Sex: male
Age: 24 years
History
Train accident. Blunt abdominal trauma. Initial emergency ultrasonography showed a large amount of fluid in the peritoneum and a laceration of the liver. At operation a 15 cm long and 3 cm deep lesion laterodorsal in the right liver lobe and 1.5 litres of hemoperitoneum were seen. The liver was packed, and at a second operation 2 days later no bleeding was seen to persist.
Laboratory data
Hbg 6.2, alkaline phosphatase 314, alanine-aminotransphase 74, lactate-dehydrogenase 441,
leucocytosis, temperature 39°C.
Physical findings
Pale, BP 120/70.
Case text
Two weeks after the accident blood showed up in the drainage tube.
Image 1-5
Ultrasonography and CT of the liver.
Ultrasonography. Axial view of the liver (image 1).
Axial post-contrast CT, 10 mm slice-thickness, at a level of the upper part of the liver (image 2).
Axial post-contrast CT, 10 mm slice-thickness, at a level near the gastro-oesophageal junction (image 3).
Axial pre- and post-contrast CT, 10 mm slice-thickness, at a level 2 cm caudal to image 3 (images 4,5).
Image 6-7
Hepatic arteriography.
Transfemoral hepatic arteriography. DSA technique. Arterial phase (image 6), parenchymal phase (image 7).
Image 8-10
Arterial transcatheter embolization, post-embolization arteriography.

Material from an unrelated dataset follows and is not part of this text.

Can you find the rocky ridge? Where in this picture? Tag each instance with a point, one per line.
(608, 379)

0.4 ml Histoacryl/lipiodol embolization in the subsegmental artery supplying the aneurysm. Selective arteriogram with injection in the subsegmental artery (image 8). Embolization with histoacryl/lipiodol (image 9). Post-embolization arteriogram (image 10).
Image 11-14
CT 8 days following the embolization (image 11).

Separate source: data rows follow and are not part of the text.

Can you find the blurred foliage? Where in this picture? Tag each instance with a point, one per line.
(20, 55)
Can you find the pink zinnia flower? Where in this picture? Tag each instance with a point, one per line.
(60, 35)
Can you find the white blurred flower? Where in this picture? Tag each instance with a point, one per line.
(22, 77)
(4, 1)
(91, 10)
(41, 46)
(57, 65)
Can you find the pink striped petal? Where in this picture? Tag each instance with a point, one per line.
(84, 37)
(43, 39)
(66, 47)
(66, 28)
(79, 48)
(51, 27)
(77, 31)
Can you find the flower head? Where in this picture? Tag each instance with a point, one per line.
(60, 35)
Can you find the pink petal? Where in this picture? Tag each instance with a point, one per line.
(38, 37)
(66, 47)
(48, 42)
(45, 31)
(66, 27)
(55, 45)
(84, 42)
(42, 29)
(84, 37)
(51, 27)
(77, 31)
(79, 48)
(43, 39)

CT 20 days following the embolization (image 12).
CT 25 days following the embolization (image 13).
Ultrasonography 4 days following the embolization (image 14).
Image 1-5
1. What are the abnormalities present on the ultrasonogram?
Laceration of the liver. Subcapsular hematoma. Hypoechogenic structure within the hematoma with increased turbulent flow.

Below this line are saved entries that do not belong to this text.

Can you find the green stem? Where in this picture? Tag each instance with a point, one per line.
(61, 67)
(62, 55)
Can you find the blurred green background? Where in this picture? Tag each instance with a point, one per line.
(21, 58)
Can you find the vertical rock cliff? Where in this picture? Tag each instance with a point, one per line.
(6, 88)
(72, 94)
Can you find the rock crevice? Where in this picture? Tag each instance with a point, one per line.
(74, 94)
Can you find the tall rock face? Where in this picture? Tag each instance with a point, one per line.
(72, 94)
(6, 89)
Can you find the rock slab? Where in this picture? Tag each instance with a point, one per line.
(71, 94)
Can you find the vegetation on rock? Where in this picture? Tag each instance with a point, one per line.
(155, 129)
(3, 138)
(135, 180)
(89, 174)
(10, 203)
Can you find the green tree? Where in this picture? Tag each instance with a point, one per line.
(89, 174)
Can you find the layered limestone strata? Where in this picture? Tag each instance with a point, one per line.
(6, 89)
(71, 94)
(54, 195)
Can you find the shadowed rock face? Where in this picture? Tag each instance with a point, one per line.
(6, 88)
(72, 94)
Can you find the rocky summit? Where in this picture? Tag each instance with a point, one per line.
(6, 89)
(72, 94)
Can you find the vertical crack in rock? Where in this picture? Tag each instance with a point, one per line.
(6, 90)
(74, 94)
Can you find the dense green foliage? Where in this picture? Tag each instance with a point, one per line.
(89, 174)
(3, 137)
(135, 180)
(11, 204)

2. What are the abnormalities present on the CT scan?
Laceration of the liver. Subcapsular areas with low attenuation values pre-contrast, and no attenuation after injection of i.v. contrast media represent a subcapsular hematoma.
On the post-contrast scan in the arterial phase a well-defined round structure with attenuation values comparable to the aorta can be detected in the hematoma.
3. What is your diagnosis?
Posttraumatic aneurysm.
4. What is your next diagnostic step?
Selective arteriography.
Image 6-7
5. What are the abnormalities present on the arteriogram?
An avascular mass, around which arteries are stretched and bowed, representing the subcapsular hematoma. Filling of contrast into the aneurysm. No out-flow into hepatic or portal veins.
6. What is your diagnosis?
Traumatic aneurysm.
7. What is your next step?
Arterial transcatheter embolization of the subsegmental artery supplying the aneurysm.
Image 8-10
8. What is seen on the post-embolization arteriogram?
The embolization material contains lipiodol in the subsegmental artery.
No filling of contrast media into the pseudoaneurysm.
9. What is your next diagnostic step?
Follow-up examination after continuation of antibiotic therapy.
Image 11-14
10. What are the abnormalities present on the CT scans and the ultrasonogram?
The hypoechogenic pseudoaneurysm cannot be seen anymore. Mixed echogenity in the hematoma is present.
On the post-embolization CT no post-contrast attenuation of the aneurysm can be seen. Small air bubbles are present in the hematoma. The hematoma gradually decreases with time.
Lipiodol is seen in the embolized artery.
Final diagnosis
Traumatic hepatic artery aneurysm.
Differential diagnosis
None.
Discussion
The liver and spleen are the organs most frequently involved in the blunt abdominal trauma.
Most intrahepatic hematomas and contusions resolve spontaneously within weeks to several months. However, pseudoaneurysms may develop in some cases.
Selective arteriography may demonstrate an arterial bleeding site, AV-fistula, or pseudoaneurysm.
Transcatheter arterial embolization is an effective therapeutic procedure to control posttraumatic hepatic artery pseudoaneurysms.
Embolization of intrahepatic branch vessels is generally quite safe and effective.
Patency of the portal system will ensure hepatic viability, but even when the portal vein is partially or completely occluded, subsegmental embolization is usually well tolerated.
Gas may be present within a traumatic lesion, even though there is no infection or communication with bowel, possibly caused by the products of acute tissue necrosis.